Posted on: 03 December 2019 by Glenn Sands
LARA editor Glenn Sands provides a summary of the latest happenings across the low-fare airline and regional aviation industry.
Barely a week goes by without Boeing’s 737 MAX series hitting the headlines. As the global grounding of the fleet continues to take its toll on regional airline operations, it appears that the light at the end of the tunnel, in terms of getting the type back into service, by the end of 2019, has been turned out once again.
A recent announcement by the Federal Aviation Administration (FAA) that it’s removed Boeing’s ability to issue its own airworthiness certificates for the MAX, and a statement by an FAA representative that: “The FAA would take all the time it needs,” to review the current procedures, means it’s now unlikely the jet will be back in service by the New Year.
Adding to Boeing’s woes, the manufacturer will be unable to deliver any new MAX aircraft to some of its biggest clients in the numbers it anticipated.
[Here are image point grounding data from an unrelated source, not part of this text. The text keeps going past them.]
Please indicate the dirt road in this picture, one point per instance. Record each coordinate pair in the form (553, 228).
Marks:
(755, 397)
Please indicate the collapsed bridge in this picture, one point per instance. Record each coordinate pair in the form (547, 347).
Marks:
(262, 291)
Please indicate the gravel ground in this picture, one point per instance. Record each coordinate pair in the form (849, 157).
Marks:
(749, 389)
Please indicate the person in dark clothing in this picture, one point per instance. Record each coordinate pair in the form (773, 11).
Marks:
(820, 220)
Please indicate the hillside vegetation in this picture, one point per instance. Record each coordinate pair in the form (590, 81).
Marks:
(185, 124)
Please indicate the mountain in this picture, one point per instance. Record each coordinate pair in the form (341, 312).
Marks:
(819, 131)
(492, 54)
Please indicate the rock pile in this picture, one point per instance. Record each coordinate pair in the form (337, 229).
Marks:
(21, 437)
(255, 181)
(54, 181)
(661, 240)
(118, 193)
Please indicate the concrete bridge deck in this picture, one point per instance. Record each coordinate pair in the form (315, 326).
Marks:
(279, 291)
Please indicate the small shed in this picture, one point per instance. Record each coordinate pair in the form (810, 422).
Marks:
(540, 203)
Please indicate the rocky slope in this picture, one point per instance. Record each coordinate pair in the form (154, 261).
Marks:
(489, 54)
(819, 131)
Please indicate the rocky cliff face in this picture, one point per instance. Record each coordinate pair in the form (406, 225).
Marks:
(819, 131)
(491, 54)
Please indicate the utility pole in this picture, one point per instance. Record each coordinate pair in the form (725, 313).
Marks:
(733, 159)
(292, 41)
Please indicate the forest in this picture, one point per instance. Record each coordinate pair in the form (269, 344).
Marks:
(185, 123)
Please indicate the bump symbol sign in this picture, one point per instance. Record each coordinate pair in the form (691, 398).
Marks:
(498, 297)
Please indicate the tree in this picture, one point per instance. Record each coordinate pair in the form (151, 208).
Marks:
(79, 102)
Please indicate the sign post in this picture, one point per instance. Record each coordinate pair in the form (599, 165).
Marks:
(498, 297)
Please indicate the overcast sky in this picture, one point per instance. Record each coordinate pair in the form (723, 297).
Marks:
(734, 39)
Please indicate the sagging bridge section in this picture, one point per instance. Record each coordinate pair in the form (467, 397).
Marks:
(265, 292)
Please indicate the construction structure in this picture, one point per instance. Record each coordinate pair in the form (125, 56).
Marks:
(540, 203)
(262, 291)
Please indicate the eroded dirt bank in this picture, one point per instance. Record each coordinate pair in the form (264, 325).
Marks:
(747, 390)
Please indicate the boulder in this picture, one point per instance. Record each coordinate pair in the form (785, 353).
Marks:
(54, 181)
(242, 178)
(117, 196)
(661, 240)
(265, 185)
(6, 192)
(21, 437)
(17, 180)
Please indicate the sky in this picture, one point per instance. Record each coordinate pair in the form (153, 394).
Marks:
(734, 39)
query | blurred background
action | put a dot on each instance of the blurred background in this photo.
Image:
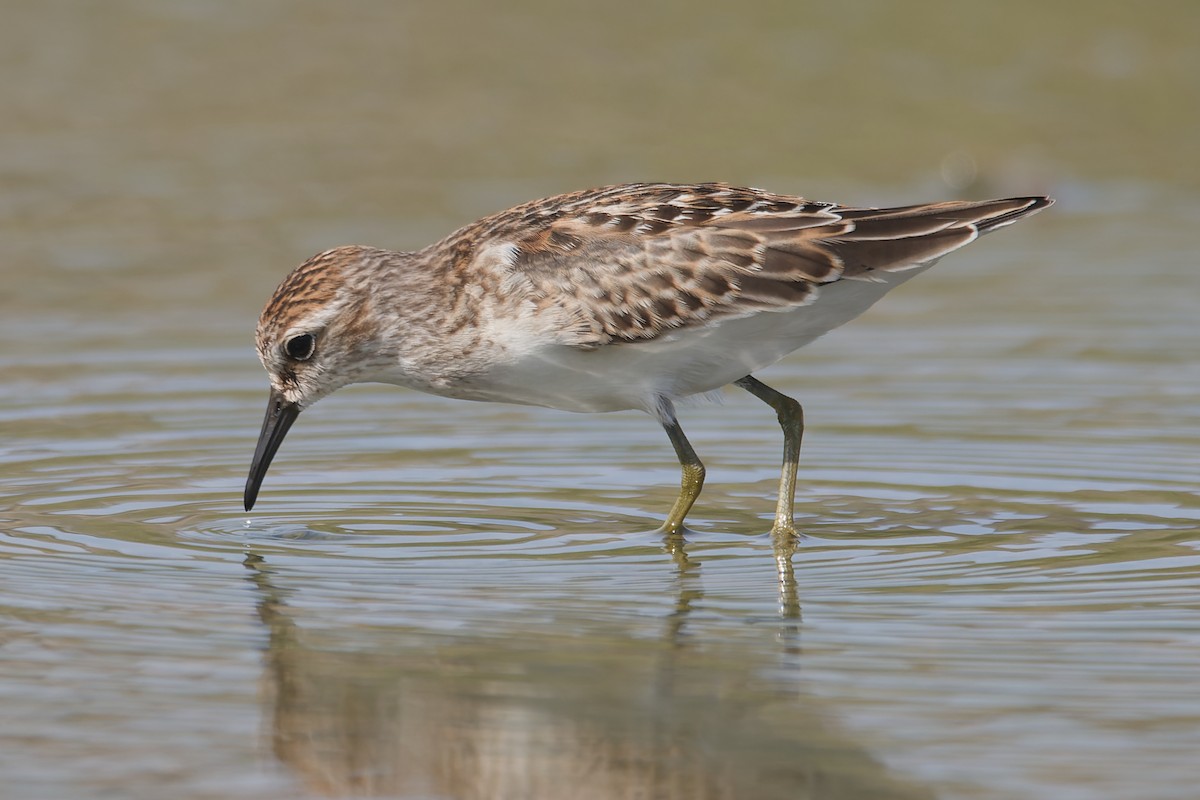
(439, 600)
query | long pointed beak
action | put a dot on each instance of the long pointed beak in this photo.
(280, 416)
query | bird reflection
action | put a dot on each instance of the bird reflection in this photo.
(556, 714)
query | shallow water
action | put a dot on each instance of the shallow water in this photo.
(996, 589)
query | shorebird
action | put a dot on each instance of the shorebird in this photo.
(619, 298)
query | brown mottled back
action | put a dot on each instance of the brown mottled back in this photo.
(630, 263)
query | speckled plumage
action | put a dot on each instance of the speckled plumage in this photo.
(618, 298)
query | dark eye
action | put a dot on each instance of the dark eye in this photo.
(300, 347)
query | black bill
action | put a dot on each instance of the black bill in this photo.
(280, 416)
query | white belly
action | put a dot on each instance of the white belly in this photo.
(687, 362)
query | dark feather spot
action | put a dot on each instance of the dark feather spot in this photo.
(652, 227)
(563, 240)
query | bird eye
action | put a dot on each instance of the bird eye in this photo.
(300, 347)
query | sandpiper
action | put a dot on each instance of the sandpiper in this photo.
(619, 298)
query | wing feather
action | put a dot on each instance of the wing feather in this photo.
(633, 263)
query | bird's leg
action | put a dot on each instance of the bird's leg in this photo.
(791, 420)
(693, 479)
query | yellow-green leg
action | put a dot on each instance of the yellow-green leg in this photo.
(791, 420)
(693, 479)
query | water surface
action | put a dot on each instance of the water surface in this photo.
(996, 589)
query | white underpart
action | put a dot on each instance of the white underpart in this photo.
(678, 365)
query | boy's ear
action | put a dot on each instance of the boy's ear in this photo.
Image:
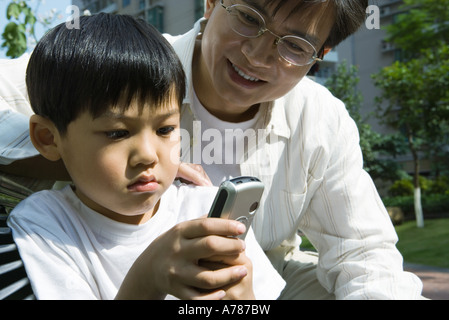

This is due to a recent discovery of a design fault with the over-wing exit on its MAX 8, the 787-8-200. These aircraft were due to enter service with Ryanair earlier this year, in substantial numbers, following an order for a 135 of the type placed back in 2014. The original plan called for the first batch to arrive in time for Ryanair’s 2019 summer season. Now, according to a leaked memo sent to Ryanair’s pilots by the low-fare giant’s chief operating officer, Neal McMahon, the carrier will have to revise its fleet plans once again. Only 10 MAX aircraft are expected to arrive in time for the 2020 summer period.
Given the costs involved of purchasing commercial aircraft, you can’t help but admire the loyalty of many LCCs by sticking with Boeing, and its efforts to resolve the numerous issues with the MAX series. I just hope that after one summer of upheaval within the regional airline industry, the operators are able to financially weather yet another summer storm ahead.